Estonia: The little country that could!


Being a libertarian, I am always fascinated by the progress achieved by Estonia by transforming its its economy from a centrally planned structure under Soviet Communism to a free market economy. Estonia is currently the 41st country among the countries with the highest per capita income. It has rose from oblivion to recognition for its economic freedom,its adaptation of new technologies along with being one of the world's fastest growing economies for several years.

I was scanning through the Wikipedia and found these facts about Estonia, maybe we could learn something from her. Maybe, we (Nepal) could be a little hopeful about breaking this vicious circle of poverty.

In August 1940, Estonia was illegally annexed by the Soviet Union as the Estonian SSR. The provisions in the Estonian constitution requiring a popular referendum to decide on joining a supra-national body were ignored.

TheEstonian Sovereignty Declaration was issued on November 16, 1989 and formal independence declared on 20 August 1991, reconstituting the pre-1940 state, during theSpviet military coup attempt in Moscow. The first country to diplomatically recognize Estonia's reclaimed independence was Iceland. The last Russian troops left on 31 August 1994.

In 1994, Estonia became one of the first countries in the world to adopt a flat tax, with a uniform rate of 26% regardless of personal income.
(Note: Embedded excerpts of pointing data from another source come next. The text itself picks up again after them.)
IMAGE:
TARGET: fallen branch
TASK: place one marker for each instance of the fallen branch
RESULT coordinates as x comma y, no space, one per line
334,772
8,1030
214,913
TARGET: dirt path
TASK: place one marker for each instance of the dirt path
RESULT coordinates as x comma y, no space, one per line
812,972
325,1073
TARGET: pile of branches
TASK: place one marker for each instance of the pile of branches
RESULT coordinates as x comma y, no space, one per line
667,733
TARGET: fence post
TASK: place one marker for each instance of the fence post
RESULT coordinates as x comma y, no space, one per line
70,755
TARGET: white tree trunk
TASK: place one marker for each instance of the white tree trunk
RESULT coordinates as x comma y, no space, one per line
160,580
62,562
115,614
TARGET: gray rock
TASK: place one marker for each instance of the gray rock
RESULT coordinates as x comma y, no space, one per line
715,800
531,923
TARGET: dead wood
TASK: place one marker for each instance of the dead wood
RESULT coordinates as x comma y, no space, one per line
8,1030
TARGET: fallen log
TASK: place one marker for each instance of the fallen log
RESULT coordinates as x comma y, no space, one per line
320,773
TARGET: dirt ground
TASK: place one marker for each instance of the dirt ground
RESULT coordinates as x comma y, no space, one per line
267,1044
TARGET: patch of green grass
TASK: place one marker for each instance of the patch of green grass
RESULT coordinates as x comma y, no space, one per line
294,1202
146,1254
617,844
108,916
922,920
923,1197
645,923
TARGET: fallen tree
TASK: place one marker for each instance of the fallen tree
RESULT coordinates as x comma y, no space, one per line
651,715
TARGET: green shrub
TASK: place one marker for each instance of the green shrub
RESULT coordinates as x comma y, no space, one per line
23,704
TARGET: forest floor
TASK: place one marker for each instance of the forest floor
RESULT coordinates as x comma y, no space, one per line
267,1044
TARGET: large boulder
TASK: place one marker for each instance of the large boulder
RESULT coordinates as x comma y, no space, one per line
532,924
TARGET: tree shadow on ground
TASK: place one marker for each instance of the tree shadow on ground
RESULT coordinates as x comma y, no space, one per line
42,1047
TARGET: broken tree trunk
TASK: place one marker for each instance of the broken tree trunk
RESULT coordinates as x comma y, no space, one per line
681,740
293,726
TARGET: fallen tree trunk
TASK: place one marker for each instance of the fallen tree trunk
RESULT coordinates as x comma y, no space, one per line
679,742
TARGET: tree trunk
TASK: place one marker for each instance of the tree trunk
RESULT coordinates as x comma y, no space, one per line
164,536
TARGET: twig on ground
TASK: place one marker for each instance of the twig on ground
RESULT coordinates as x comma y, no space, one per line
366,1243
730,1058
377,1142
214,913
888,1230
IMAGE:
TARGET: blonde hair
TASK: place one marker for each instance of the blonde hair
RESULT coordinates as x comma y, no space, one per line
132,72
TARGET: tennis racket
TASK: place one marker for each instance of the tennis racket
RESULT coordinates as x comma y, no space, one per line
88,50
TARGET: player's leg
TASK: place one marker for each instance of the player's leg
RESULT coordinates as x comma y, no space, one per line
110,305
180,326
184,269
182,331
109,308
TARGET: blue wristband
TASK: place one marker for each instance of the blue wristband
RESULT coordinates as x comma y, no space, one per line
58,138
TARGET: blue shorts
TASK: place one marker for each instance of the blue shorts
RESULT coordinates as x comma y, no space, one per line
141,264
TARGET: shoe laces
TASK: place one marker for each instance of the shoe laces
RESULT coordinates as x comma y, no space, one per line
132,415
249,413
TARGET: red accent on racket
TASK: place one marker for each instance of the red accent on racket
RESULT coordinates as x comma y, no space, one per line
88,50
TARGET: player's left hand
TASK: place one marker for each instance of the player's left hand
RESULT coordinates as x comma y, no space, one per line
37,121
In January 2005 the personal income tax rate was reduced to 24%. A subsequent reduction to 23% followed in January 2006. The income tax rate will be decreased by 1% annually to reach 18% by January 2010.

A balanced budget, almost non-existent public debt, flat-rate income tax, free trade regime, fully convertible currency backed by currency board and a strong peg to the euro, competitive commercial banking sector, hospitable environment for foreign investment, innovative e-Services and even mobile-based services are all hallmarks of Estonia's free-market-based economy.

Estonia Ranks 22nd in the index of Civil and Political Liberties.

Although Estonia is in general resource-poor, the land still offers a large variety of smaller resources.

The Estonian energy market liberalization is in progress and should be completed before 2009, as well as all of the non-household market, which totals around 77% of consumption, before 2013.